Why it matters: Factor in the recent resignation of CEO Brian Krzanich and increased competition from rival AMD and suddenly, Intel's prospects aren’t as bright as they once were.

Apple’s rumored break-up with Intel could extend beyond the processors used to power Macs. A recent report from Israeli tech site CTech claims Apple has notified Intel that it will not be using the company’s 5G modem chips in iPhones scheduled to arrive in 2020.

As a result, further development of the component in question, codenamed Sunny Peak, has been halted. The team working on the hardware will be reassigned to other projects, CTech said, although in what I can only view as being a bit contradictory, the publication a few paragraphs later says:

“Intel’s executives said the company is now looking to further improve Sunny Peak to get the modem into Apple’s 2022 mobile devices.
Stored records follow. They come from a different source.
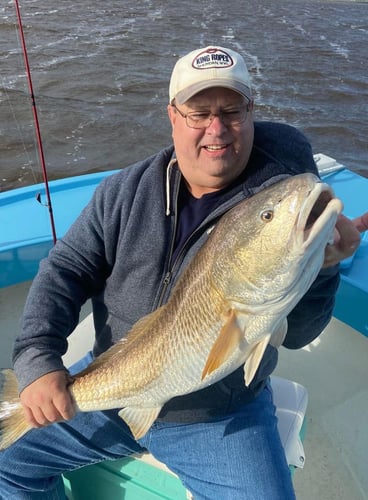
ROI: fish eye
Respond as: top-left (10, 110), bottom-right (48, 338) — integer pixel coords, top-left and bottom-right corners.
top-left (261, 209), bottom-right (273, 222)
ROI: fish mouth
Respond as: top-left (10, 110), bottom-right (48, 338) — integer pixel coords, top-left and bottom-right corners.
top-left (296, 182), bottom-right (343, 246)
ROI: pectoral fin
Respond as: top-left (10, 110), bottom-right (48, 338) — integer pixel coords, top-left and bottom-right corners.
top-left (119, 406), bottom-right (162, 439)
top-left (270, 319), bottom-right (288, 349)
top-left (244, 335), bottom-right (271, 387)
top-left (202, 309), bottom-right (243, 380)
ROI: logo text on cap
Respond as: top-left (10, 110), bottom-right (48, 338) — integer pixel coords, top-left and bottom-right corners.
top-left (192, 48), bottom-right (234, 69)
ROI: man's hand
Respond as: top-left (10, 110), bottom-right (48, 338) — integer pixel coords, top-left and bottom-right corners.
top-left (323, 212), bottom-right (368, 267)
top-left (20, 370), bottom-right (75, 427)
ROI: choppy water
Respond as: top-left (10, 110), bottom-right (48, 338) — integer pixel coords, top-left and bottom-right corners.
top-left (0, 0), bottom-right (368, 190)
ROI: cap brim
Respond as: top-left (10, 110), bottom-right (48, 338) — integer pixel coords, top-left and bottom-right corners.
top-left (171, 78), bottom-right (252, 104)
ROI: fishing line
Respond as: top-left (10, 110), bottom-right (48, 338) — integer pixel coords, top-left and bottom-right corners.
top-left (14, 0), bottom-right (57, 244)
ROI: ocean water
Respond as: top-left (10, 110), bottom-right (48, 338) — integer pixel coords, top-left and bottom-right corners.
top-left (0, 0), bottom-right (368, 191)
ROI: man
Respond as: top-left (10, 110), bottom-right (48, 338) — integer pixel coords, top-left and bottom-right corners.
top-left (0, 47), bottom-right (368, 500)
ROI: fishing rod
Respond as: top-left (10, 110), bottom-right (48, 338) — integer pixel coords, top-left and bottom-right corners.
top-left (14, 0), bottom-right (57, 245)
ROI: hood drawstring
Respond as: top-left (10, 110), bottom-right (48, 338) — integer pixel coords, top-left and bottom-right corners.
top-left (166, 158), bottom-right (177, 215)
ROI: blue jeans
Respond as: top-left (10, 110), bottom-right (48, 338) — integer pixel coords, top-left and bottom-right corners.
top-left (0, 354), bottom-right (295, 500)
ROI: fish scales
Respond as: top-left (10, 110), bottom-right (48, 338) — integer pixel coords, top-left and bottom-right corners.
top-left (0, 174), bottom-right (342, 449)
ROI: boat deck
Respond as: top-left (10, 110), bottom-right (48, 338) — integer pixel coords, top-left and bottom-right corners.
top-left (0, 282), bottom-right (368, 500)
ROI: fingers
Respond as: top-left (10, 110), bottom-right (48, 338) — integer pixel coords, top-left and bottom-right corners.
top-left (323, 214), bottom-right (362, 267)
top-left (352, 212), bottom-right (368, 233)
top-left (20, 371), bottom-right (75, 427)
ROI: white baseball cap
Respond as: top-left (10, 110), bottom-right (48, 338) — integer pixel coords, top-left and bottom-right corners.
top-left (169, 46), bottom-right (252, 104)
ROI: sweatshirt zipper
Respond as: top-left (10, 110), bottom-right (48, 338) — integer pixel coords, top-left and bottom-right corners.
top-left (155, 196), bottom-right (244, 308)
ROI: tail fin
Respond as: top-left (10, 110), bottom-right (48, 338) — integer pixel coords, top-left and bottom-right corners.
top-left (0, 370), bottom-right (31, 450)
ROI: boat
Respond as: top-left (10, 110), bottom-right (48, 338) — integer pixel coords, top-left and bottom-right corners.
top-left (0, 154), bottom-right (368, 500)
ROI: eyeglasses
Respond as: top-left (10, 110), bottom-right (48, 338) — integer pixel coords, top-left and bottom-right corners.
top-left (171, 102), bottom-right (250, 129)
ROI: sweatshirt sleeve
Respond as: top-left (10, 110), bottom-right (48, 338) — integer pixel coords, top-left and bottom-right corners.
top-left (283, 265), bottom-right (340, 349)
top-left (13, 178), bottom-right (109, 391)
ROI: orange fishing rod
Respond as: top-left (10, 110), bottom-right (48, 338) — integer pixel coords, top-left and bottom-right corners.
top-left (14, 0), bottom-right (56, 244)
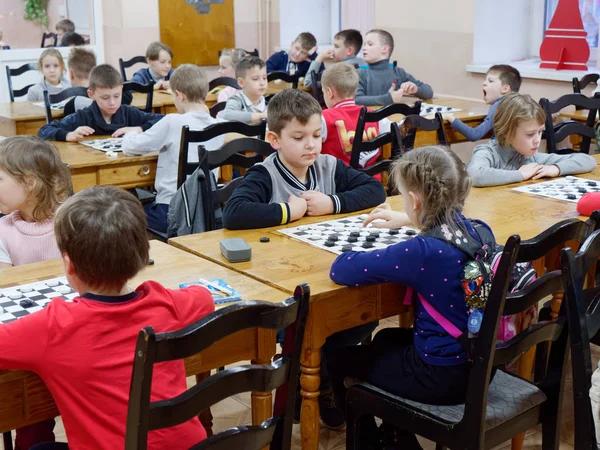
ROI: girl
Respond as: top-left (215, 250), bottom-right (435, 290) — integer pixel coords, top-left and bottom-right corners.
top-left (468, 93), bottom-right (596, 186)
top-left (328, 147), bottom-right (491, 449)
top-left (217, 48), bottom-right (247, 103)
top-left (27, 48), bottom-right (70, 102)
top-left (0, 136), bottom-right (71, 450)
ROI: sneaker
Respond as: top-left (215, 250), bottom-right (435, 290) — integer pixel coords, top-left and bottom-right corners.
top-left (319, 383), bottom-right (346, 430)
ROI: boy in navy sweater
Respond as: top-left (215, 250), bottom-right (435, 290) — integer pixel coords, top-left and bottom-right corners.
top-left (223, 89), bottom-right (385, 229)
top-left (267, 32), bottom-right (317, 77)
top-left (38, 64), bottom-right (163, 142)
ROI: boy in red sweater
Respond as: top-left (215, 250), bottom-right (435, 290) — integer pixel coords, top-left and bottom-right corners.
top-left (0, 186), bottom-right (214, 450)
top-left (321, 62), bottom-right (390, 173)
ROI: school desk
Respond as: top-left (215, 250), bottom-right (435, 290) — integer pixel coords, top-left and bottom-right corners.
top-left (0, 241), bottom-right (288, 432)
top-left (0, 92), bottom-right (166, 137)
top-left (54, 142), bottom-right (158, 192)
top-left (169, 158), bottom-right (600, 450)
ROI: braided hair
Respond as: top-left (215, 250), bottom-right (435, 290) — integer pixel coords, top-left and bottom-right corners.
top-left (390, 146), bottom-right (471, 231)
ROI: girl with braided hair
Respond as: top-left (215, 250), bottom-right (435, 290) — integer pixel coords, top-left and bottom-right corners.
top-left (328, 146), bottom-right (491, 449)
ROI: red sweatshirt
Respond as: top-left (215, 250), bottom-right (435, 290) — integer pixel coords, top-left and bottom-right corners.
top-left (0, 281), bottom-right (214, 450)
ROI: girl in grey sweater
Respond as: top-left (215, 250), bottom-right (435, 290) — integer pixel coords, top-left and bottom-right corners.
top-left (468, 93), bottom-right (596, 187)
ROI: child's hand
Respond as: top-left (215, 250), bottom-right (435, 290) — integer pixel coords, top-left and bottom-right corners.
top-left (363, 203), bottom-right (411, 228)
top-left (111, 127), bottom-right (144, 137)
top-left (288, 195), bottom-right (307, 222)
top-left (315, 48), bottom-right (333, 62)
top-left (66, 126), bottom-right (94, 142)
top-left (389, 84), bottom-right (405, 103)
top-left (531, 164), bottom-right (560, 180)
top-left (519, 163), bottom-right (542, 181)
top-left (302, 191), bottom-right (333, 216)
top-left (400, 81), bottom-right (419, 94)
top-left (442, 113), bottom-right (456, 123)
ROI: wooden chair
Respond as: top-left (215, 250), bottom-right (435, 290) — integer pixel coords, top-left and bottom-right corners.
top-left (40, 33), bottom-right (58, 48)
top-left (208, 77), bottom-right (241, 91)
top-left (540, 94), bottom-right (600, 154)
top-left (44, 86), bottom-right (87, 123)
top-left (125, 284), bottom-right (310, 450)
top-left (119, 56), bottom-right (147, 83)
top-left (208, 102), bottom-right (227, 119)
top-left (6, 63), bottom-right (38, 102)
top-left (310, 70), bottom-right (324, 108)
top-left (398, 111), bottom-right (448, 153)
top-left (560, 231), bottom-right (600, 450)
top-left (267, 71), bottom-right (300, 89)
top-left (346, 236), bottom-right (568, 450)
top-left (198, 138), bottom-right (275, 230)
top-left (123, 81), bottom-right (154, 113)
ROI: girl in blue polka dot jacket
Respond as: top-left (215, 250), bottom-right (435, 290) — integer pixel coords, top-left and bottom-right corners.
top-left (328, 147), bottom-right (491, 449)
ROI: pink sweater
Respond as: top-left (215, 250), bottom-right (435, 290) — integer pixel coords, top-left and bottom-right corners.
top-left (0, 211), bottom-right (60, 266)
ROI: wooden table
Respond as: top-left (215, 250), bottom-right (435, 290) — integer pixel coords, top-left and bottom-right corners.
top-left (54, 142), bottom-right (158, 192)
top-left (169, 157), bottom-right (600, 450)
top-left (0, 241), bottom-right (288, 432)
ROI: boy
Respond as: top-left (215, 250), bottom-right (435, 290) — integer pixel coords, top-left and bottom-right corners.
top-left (321, 62), bottom-right (390, 167)
top-left (131, 42), bottom-right (173, 89)
top-left (38, 64), bottom-right (163, 142)
top-left (356, 30), bottom-right (433, 106)
top-left (267, 32), bottom-right (317, 77)
top-left (220, 56), bottom-right (268, 123)
top-left (0, 186), bottom-right (214, 449)
top-left (123, 64), bottom-right (224, 233)
top-left (444, 64), bottom-right (521, 141)
top-left (304, 30), bottom-right (365, 87)
top-left (54, 19), bottom-right (75, 45)
top-left (223, 89), bottom-right (385, 229)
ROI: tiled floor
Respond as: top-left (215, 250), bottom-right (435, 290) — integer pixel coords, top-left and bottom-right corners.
top-left (2, 318), bottom-right (588, 450)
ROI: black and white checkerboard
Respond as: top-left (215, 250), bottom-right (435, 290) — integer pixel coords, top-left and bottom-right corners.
top-left (421, 103), bottom-right (461, 116)
top-left (513, 176), bottom-right (600, 203)
top-left (0, 277), bottom-right (78, 323)
top-left (277, 214), bottom-right (417, 255)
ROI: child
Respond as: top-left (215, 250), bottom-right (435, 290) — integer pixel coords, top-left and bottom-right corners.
top-left (131, 42), bottom-right (173, 89)
top-left (38, 64), bottom-right (163, 142)
top-left (469, 93), bottom-right (596, 187)
top-left (54, 19), bottom-right (75, 45)
top-left (123, 64), bottom-right (224, 233)
top-left (27, 48), bottom-right (69, 102)
top-left (444, 64), bottom-right (521, 141)
top-left (356, 30), bottom-right (433, 106)
top-left (328, 147), bottom-right (491, 449)
top-left (220, 56), bottom-right (268, 123)
top-left (0, 186), bottom-right (214, 449)
top-left (217, 48), bottom-right (246, 103)
top-left (267, 32), bottom-right (317, 77)
top-left (304, 30), bottom-right (365, 87)
top-left (0, 136), bottom-right (71, 449)
top-left (223, 89), bottom-right (385, 229)
top-left (321, 62), bottom-right (390, 167)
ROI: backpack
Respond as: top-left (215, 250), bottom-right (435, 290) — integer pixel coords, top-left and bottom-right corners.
top-left (414, 220), bottom-right (537, 355)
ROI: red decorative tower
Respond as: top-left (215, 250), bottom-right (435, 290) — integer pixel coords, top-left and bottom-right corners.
top-left (540, 0), bottom-right (590, 70)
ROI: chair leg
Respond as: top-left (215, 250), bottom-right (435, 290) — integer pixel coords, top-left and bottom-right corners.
top-left (2, 431), bottom-right (13, 450)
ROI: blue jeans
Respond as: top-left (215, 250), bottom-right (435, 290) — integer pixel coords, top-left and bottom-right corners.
top-left (144, 203), bottom-right (169, 233)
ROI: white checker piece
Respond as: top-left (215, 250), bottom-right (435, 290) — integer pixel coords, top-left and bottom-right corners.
top-left (277, 214), bottom-right (418, 255)
top-left (0, 277), bottom-right (78, 323)
top-left (513, 176), bottom-right (600, 203)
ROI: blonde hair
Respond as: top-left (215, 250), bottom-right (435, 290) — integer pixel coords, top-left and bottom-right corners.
top-left (54, 186), bottom-right (150, 289)
top-left (321, 62), bottom-right (358, 98)
top-left (494, 92), bottom-right (546, 147)
top-left (0, 136), bottom-right (71, 222)
top-left (390, 146), bottom-right (471, 231)
top-left (169, 64), bottom-right (208, 103)
top-left (38, 48), bottom-right (65, 73)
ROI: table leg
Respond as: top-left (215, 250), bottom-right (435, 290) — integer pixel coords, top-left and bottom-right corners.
top-left (300, 348), bottom-right (321, 450)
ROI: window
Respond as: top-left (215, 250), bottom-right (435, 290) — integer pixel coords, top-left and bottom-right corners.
top-left (544, 0), bottom-right (600, 48)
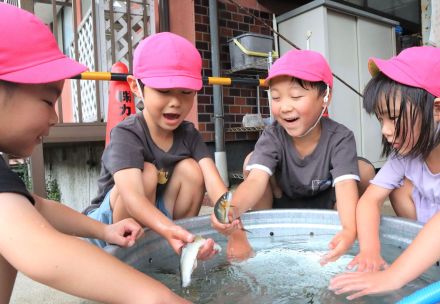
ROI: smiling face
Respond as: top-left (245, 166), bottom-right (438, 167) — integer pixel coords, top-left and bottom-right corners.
top-left (0, 81), bottom-right (64, 157)
top-left (270, 76), bottom-right (324, 137)
top-left (144, 86), bottom-right (196, 132)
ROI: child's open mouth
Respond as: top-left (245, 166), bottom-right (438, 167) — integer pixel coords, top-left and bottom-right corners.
top-left (284, 117), bottom-right (299, 122)
top-left (163, 113), bottom-right (180, 120)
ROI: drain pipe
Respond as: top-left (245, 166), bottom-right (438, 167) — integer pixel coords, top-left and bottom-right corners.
top-left (209, 0), bottom-right (229, 187)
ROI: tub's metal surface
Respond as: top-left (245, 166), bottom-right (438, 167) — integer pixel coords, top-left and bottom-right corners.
top-left (106, 209), bottom-right (428, 278)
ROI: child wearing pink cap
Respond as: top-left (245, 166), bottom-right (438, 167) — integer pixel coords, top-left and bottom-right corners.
top-left (85, 32), bottom-right (227, 259)
top-left (0, 3), bottom-right (188, 303)
top-left (212, 50), bottom-right (374, 264)
top-left (331, 46), bottom-right (440, 298)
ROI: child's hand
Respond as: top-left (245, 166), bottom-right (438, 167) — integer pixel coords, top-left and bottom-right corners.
top-left (165, 225), bottom-right (218, 260)
top-left (197, 239), bottom-right (222, 261)
top-left (319, 229), bottom-right (356, 266)
top-left (104, 218), bottom-right (144, 247)
top-left (211, 213), bottom-right (241, 236)
top-left (226, 230), bottom-right (255, 262)
top-left (347, 251), bottom-right (388, 272)
top-left (328, 270), bottom-right (403, 300)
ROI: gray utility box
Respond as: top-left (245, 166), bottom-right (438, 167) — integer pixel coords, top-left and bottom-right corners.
top-left (277, 0), bottom-right (399, 167)
top-left (228, 33), bottom-right (273, 72)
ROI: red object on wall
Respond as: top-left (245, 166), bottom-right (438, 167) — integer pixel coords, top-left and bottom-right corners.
top-left (105, 62), bottom-right (136, 146)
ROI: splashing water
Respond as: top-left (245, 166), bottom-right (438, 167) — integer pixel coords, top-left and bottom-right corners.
top-left (147, 235), bottom-right (438, 304)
The company intends to redirect the team that worked on Sunny Peak to other efforts, in an attempt to boost Intel's 5G programs, they added.”

Whatever the case, CTech said it gathered its data from internal Intel communications involving company executives. In the documents, Intel reportedly described Apple as its key mobile customer for the 5G modem and thus expected the Cupertino-based company to be the “main volume driver” for the product.

Bloomberg last month reported that Intel might lose Apple’s modem business to MediaTek, adding a bit of credibility to CTech’s more recent report. We also heard in April – again, via Bloomberg – that Apple is planning to switch to its own processors for the Mac as early as 2020.